Dry air can dry out your eyes very quickly. Some may only see this as an issue if it’s winter or you live in a dry area.
But during the hot months of the year, most people have the driest homes and offices because they have the AC on. Sitting by an air vent for an extended time or sleeping near one can dry out your sinuses and your eyes.
Try to minimize this effect by avoiding AC vents when you can, and consider using a humidifier in your home or office. Do your best to avoid sitting directly underneath these vents to give your eyes a break.
Dehydration affects your whole body, including your eyes.

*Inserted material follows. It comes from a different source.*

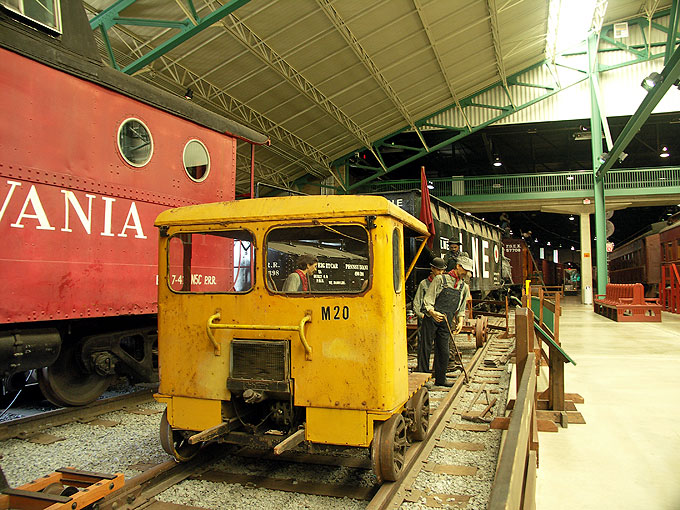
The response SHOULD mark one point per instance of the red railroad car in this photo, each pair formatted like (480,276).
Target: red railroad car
(88,158)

If you aren’t getting enough water by drinking it, your eyes can’t produce a sufficient amount of water to keep your eyes hydrated and functioning as they should.
Do your best to stay hydrated all year by drinking enough water and electrolyte-rich fluids. The more hydrated you are, the better you’ll feel and the more moisture your eyes have to work with. Consider eating foods with higher water content, like cucumbers, watermelon, or celery, if drinking water isn’t doing enough.
Allergic conjunctivitis, or eye allergies, is distinct from dry eyes. But if you have a pollen allergy, as many people do, the springtime may make your eyes feel especially dry and irritated.
Allergic conjunctivitis exacerbates existing dry eye symptoms. Both dry eyes and allergic conjunctivitis result from inflammation, so if your eyes are dry, allergies can make them feel more irritated.
You can treat allergies with over-the-counter antihistamines, but severe allergies may require professional treatment. Antihistamines may also ease your allergy symptoms but won’t treat dry eyes.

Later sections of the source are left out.